Se você fizer o mesmo exercício, com menos repetições, maior tempo de intervalo e o máximo de carga, está fazendo um treino tensional.
No treino tensional, as cargas mais elevadas resultam em uma maior fase excêntrica, suportando mais cargas e aumentando os níveis de micro lesões, mecanismo de hipertrofia.
Já no treino metabólico, o foco é no número mais alto de séries e menos tempo de descanso, o que não expõe as articulações a cargas exageradas.
Este tipo de treino colabora para preservar os tendões e estruturas envolvidas no movimento articular e gera um maior estresse bioquímico nas células musculares, desencadeando um estímulo para aumentar as reservas energéticas e favorecendo o crescimento muscular e a queima de gordura.

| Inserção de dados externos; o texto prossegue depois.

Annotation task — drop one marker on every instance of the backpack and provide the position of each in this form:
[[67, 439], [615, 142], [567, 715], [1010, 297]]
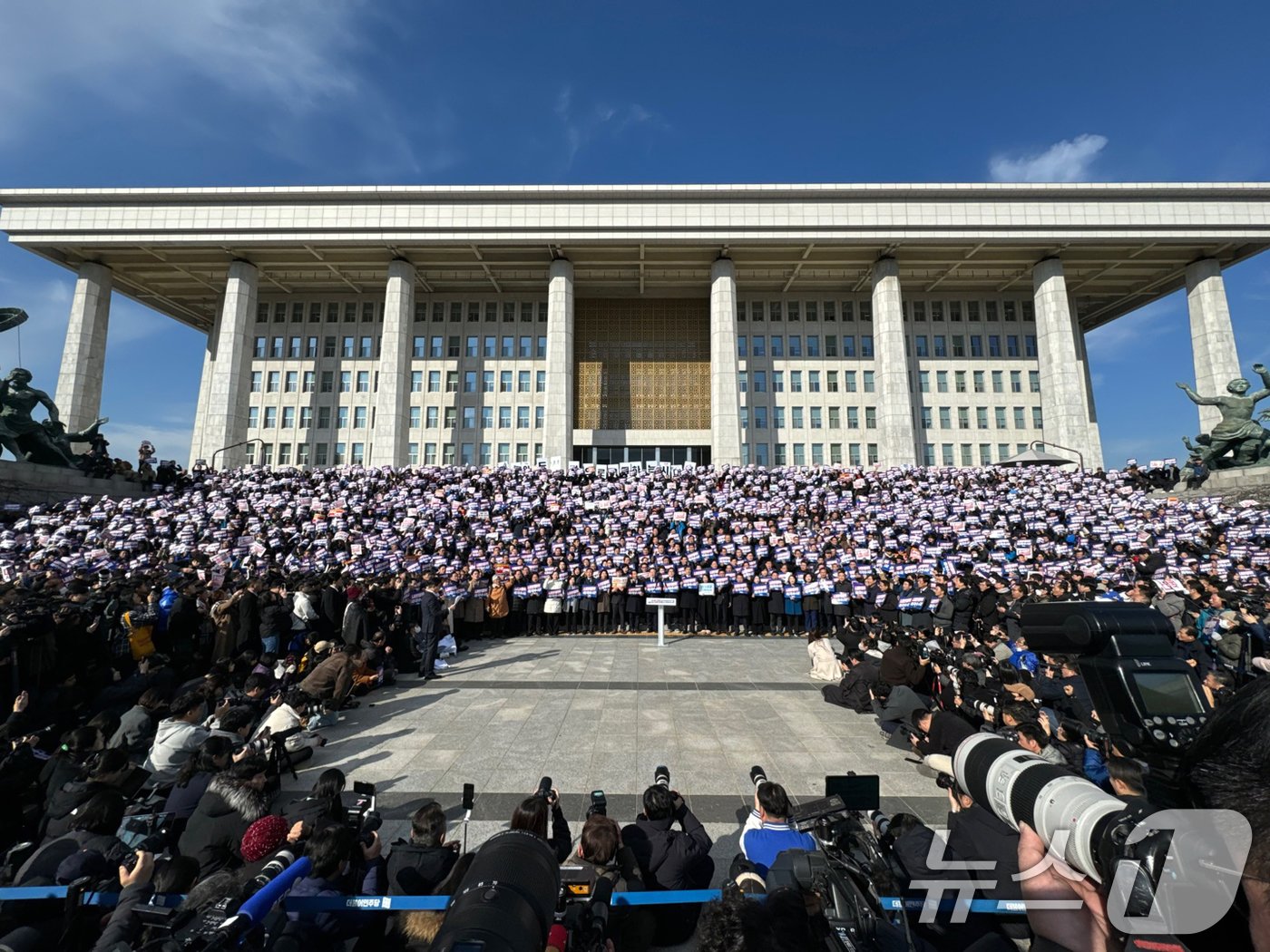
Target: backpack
[[140, 630]]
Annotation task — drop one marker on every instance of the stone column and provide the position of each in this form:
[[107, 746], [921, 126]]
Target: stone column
[[1216, 362], [897, 441], [205, 386], [229, 387], [558, 413], [79, 383], [1064, 408], [393, 397], [726, 437], [1094, 460]]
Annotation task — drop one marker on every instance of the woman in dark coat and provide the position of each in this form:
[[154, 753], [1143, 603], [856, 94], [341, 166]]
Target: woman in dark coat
[[196, 774], [739, 607], [234, 800], [94, 828]]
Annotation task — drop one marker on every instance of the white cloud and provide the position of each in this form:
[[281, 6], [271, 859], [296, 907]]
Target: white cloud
[[1063, 161], [285, 65], [583, 124]]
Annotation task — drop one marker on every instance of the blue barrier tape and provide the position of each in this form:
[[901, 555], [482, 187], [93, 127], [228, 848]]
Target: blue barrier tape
[[405, 904]]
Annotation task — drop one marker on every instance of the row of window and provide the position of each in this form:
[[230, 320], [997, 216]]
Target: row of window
[[536, 311], [362, 416], [364, 383], [757, 416], [914, 310], [978, 381], [370, 311], [916, 345], [967, 453], [1001, 415], [355, 453], [797, 454], [367, 348]]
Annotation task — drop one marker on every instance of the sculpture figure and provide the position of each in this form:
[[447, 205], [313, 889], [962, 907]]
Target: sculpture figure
[[1238, 434], [19, 433]]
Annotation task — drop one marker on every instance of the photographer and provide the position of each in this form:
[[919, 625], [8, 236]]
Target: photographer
[[860, 675], [939, 733], [234, 800], [342, 866], [418, 865], [532, 815], [1034, 739], [767, 831], [902, 664], [669, 859], [631, 929], [894, 706], [180, 735]]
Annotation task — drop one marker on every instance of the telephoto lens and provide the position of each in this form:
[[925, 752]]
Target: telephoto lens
[[507, 900], [1024, 789]]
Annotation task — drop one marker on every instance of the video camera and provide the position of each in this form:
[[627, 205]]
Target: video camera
[[1165, 869], [362, 814], [511, 900], [1146, 697], [842, 875]]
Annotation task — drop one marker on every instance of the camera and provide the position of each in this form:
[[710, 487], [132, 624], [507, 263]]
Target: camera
[[543, 789], [1145, 695], [599, 803], [1177, 873], [362, 815]]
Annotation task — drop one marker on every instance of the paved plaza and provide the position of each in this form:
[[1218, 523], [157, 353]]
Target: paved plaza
[[601, 714]]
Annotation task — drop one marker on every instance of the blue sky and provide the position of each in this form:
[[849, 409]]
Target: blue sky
[[347, 92]]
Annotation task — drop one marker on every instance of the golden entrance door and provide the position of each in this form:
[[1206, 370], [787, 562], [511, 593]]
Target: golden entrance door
[[641, 364]]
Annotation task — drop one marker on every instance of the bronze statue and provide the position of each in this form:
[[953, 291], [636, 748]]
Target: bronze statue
[[32, 441], [1238, 434]]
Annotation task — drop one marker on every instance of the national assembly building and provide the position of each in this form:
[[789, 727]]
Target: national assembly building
[[770, 325]]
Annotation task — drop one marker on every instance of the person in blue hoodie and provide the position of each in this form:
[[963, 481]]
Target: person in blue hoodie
[[767, 831], [1021, 657], [336, 875]]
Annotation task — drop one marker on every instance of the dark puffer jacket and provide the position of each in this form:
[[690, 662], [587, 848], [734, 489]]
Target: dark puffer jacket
[[213, 834]]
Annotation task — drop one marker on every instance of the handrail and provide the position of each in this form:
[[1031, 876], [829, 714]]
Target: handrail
[[231, 446]]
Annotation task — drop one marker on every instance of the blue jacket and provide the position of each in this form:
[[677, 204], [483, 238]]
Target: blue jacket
[[1095, 770], [764, 841], [342, 924], [1024, 660]]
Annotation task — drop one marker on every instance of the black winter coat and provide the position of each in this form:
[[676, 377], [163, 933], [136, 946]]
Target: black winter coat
[[416, 871], [946, 732], [666, 854], [213, 834]]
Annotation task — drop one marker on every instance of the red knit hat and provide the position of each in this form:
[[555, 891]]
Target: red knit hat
[[264, 837]]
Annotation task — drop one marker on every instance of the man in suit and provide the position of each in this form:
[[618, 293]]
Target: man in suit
[[432, 613]]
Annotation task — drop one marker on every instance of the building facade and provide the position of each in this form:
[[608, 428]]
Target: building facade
[[793, 325]]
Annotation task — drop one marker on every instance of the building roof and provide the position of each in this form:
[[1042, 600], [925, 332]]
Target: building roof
[[1123, 245]]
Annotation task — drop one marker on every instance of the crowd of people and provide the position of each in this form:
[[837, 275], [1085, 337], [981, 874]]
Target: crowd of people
[[171, 656]]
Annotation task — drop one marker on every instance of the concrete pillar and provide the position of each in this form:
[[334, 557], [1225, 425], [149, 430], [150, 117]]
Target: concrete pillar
[[229, 386], [726, 437], [897, 441], [1064, 406], [200, 408], [79, 383], [558, 413], [1216, 362], [1095, 459], [393, 397]]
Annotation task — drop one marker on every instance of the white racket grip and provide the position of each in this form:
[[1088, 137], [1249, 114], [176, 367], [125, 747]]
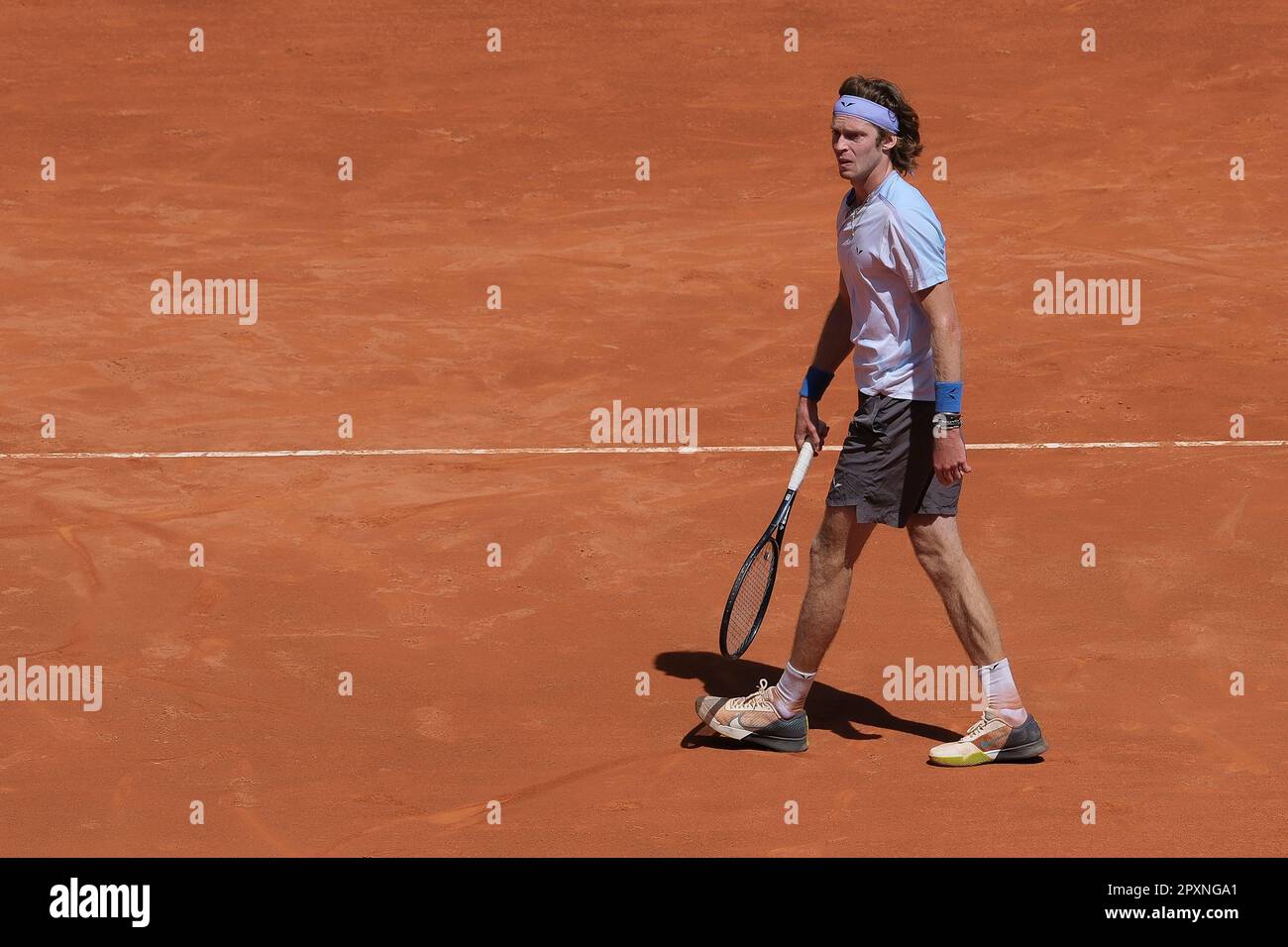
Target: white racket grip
[[803, 462]]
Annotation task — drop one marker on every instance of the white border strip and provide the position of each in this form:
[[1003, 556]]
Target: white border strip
[[552, 451]]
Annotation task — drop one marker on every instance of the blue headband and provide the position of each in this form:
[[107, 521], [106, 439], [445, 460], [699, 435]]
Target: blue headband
[[868, 111]]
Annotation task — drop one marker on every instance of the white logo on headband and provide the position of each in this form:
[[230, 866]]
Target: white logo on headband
[[868, 111]]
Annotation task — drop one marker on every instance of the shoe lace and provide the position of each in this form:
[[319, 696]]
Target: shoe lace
[[978, 727], [760, 693]]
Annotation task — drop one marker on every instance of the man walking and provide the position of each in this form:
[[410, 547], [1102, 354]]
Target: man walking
[[903, 459]]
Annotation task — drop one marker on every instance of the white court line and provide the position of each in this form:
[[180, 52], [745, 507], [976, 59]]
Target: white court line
[[502, 451]]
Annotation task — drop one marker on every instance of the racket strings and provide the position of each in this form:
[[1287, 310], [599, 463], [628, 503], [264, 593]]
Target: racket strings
[[751, 595]]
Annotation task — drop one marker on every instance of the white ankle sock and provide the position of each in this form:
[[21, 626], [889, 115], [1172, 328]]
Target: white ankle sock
[[791, 690], [1001, 693]]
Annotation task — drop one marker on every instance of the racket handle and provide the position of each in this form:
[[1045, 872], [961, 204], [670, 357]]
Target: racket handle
[[803, 460]]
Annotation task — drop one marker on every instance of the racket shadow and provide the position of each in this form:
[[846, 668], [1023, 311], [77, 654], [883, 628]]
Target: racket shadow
[[829, 709]]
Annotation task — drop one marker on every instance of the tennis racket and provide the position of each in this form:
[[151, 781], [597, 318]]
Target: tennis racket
[[748, 599]]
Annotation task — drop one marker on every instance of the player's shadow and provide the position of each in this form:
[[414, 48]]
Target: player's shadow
[[828, 709]]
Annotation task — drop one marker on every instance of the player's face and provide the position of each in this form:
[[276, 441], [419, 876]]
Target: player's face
[[854, 145]]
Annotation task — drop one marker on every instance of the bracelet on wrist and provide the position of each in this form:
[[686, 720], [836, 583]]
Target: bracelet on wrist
[[815, 382]]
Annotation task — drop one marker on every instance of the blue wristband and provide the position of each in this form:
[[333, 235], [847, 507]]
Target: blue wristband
[[815, 382], [948, 397]]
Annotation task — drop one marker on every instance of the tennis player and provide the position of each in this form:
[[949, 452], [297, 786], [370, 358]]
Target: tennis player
[[903, 459]]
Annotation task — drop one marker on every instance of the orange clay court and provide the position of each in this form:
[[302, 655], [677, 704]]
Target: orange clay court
[[518, 684]]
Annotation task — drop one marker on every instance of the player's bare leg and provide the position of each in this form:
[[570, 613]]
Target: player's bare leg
[[939, 551], [831, 569], [1006, 731]]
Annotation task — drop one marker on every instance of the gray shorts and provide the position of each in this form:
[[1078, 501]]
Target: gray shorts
[[887, 468]]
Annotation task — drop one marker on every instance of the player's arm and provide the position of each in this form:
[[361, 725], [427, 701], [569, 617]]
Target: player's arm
[[833, 346], [945, 343]]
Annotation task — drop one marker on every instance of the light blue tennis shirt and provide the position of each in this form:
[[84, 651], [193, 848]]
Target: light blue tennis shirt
[[890, 247]]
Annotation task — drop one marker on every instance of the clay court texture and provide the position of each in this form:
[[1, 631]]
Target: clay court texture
[[518, 684]]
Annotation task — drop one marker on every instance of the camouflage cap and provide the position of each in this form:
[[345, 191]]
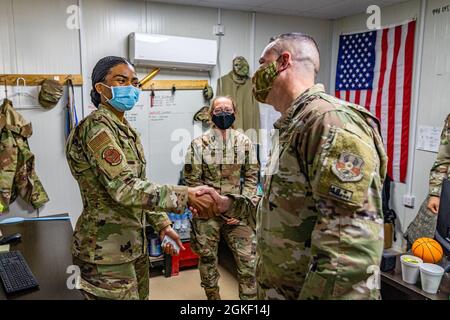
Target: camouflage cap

Um estudo de 2012 avaliou dois grupos de pessoas, um fazendo treino visando estímulos metabólicos e outro visando estímulos tensionais, e percebeu que, apesar de todos os participantes apresentarem aumento na perimetria do músculo e redução do percentual de gordura, o grupo com estímulos tensionais apresentou um maior aumento do braço.
Este mesmo estudo mostrou que o grupo com estímulos metabólicos teve uma redução superior nas dobras cutâneas do corpo todo.
Os estímulos tensionais pareceram mais indicados para a fase de bulking e os estímulos metabólicos para o cutting, porém, isso não é uma regra.
É importante alternar os estímulos e tipos de treino, considerando as orientações do treinador e as variáveis de treinamento, como a alimentação, que devem ser avaliadas por um especialista.